R sensiHSIC
sensiHSIC conducts a sensitivity analysis where the impact of an input variable is defined in terms of the distance between the input/output joint probability distribution and the product of their marginals when they are embedded in a Reproducing Kernel Hilbert Space (RKHS). This distance corresponds to the Hilbert-Schmidt Independence Criterion (HSIC) proposed by Gretton et al. (2005) and serves as a dependence measure between random variables, see Da Veiga (2015) for an illustration in the context of sensitivity analysis. The use of universal kernels ensures equivalence between HSIC nullity and independence of X and Y. In this case, a statistical test of independence with HSIC measure as statistic can be built. H0 is "X and Y are independent", against H1: X and Y are dependent. P-value can be computed either with asymptotic approximation (Gamma approximation), either with permutation method. See Meynaoui et al. (2019) for details. sensiHSIC can also be used to perform a Target Sensitivity Analysis (TSA). The basic idea of TSA is to measure the influence of the inputs on a critical domain of the model output, see Spagnol et al. (2019), Raguet and Marrel (2018) for details.

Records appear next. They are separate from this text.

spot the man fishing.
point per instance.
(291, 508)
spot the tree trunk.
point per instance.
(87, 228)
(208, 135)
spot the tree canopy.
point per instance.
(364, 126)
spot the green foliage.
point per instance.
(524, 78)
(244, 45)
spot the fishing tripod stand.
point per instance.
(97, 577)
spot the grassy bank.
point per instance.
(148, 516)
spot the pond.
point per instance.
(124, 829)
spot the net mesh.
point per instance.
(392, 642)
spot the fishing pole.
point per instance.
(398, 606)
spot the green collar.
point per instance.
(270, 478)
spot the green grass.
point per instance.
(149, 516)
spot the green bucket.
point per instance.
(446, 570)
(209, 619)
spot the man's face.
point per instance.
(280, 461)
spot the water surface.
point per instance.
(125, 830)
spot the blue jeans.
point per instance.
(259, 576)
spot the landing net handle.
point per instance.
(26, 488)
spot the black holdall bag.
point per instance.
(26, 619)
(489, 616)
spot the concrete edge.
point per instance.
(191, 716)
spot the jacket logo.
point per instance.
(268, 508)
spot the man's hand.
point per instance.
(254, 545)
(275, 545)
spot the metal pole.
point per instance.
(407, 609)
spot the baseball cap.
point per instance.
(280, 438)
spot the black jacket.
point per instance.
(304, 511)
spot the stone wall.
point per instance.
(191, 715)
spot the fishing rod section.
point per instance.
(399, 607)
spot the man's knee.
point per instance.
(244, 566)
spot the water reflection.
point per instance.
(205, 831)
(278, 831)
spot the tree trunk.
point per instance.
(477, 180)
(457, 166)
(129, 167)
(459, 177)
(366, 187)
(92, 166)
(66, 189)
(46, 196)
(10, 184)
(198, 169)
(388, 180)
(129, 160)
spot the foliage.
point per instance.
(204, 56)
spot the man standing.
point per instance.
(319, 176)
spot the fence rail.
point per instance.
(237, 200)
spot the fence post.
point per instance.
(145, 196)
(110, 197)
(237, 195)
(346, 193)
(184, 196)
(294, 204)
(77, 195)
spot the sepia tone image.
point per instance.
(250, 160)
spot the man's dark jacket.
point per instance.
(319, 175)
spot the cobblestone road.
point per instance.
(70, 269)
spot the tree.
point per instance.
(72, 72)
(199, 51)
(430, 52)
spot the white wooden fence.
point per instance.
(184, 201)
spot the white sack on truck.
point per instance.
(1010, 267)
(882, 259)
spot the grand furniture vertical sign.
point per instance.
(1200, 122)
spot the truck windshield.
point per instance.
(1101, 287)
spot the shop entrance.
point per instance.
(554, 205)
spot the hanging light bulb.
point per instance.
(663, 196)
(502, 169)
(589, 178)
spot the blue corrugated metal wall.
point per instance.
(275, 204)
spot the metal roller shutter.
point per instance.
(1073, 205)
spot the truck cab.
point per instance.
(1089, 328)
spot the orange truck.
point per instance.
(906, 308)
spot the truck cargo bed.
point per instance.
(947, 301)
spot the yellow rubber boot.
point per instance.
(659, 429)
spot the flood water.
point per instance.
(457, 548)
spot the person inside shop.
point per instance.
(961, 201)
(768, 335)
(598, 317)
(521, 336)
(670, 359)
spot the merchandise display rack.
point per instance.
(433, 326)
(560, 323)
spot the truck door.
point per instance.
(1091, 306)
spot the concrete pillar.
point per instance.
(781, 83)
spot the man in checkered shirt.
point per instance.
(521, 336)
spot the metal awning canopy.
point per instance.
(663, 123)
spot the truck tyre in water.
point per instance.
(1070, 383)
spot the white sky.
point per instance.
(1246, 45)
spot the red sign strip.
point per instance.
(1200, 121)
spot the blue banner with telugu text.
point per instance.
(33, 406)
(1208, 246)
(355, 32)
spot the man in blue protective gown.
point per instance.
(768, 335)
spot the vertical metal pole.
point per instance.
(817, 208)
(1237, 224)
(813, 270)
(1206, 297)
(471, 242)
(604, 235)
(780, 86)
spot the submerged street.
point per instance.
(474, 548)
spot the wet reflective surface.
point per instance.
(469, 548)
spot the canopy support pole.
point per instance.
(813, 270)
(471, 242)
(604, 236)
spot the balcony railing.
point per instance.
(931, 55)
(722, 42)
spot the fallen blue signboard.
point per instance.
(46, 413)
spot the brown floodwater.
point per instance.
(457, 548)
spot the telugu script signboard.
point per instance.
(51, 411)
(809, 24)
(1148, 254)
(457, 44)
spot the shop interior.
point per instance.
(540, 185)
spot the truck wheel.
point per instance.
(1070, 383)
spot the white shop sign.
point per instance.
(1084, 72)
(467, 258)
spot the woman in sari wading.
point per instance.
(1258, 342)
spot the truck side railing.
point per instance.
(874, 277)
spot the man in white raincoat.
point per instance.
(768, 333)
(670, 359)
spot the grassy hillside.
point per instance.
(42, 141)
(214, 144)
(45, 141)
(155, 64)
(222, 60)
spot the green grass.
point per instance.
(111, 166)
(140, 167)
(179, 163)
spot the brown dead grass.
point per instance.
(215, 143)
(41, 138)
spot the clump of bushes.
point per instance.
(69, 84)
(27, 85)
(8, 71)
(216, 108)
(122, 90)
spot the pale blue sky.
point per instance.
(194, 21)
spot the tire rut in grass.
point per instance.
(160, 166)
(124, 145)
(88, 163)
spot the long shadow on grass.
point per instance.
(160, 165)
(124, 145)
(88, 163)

sensiHSIC is located in package sensitivity. Please install and load package sensitivity before use.
sensiHSIC(model = NULL, X, target = NULL, kernelX = "rbf", paramX = NA,
kernelY = "rbf", paramY = NA, nboot = 0, conf = 0.95,
estimator.type = "V-stat", test.method = "Asymptotic", B = 5000,
crit.option = list(stop.criterion = "screening", alpha = 0.05, Bstart = 100,
Bfinal = 5000, Bbatch = 100, lo = 100), ...)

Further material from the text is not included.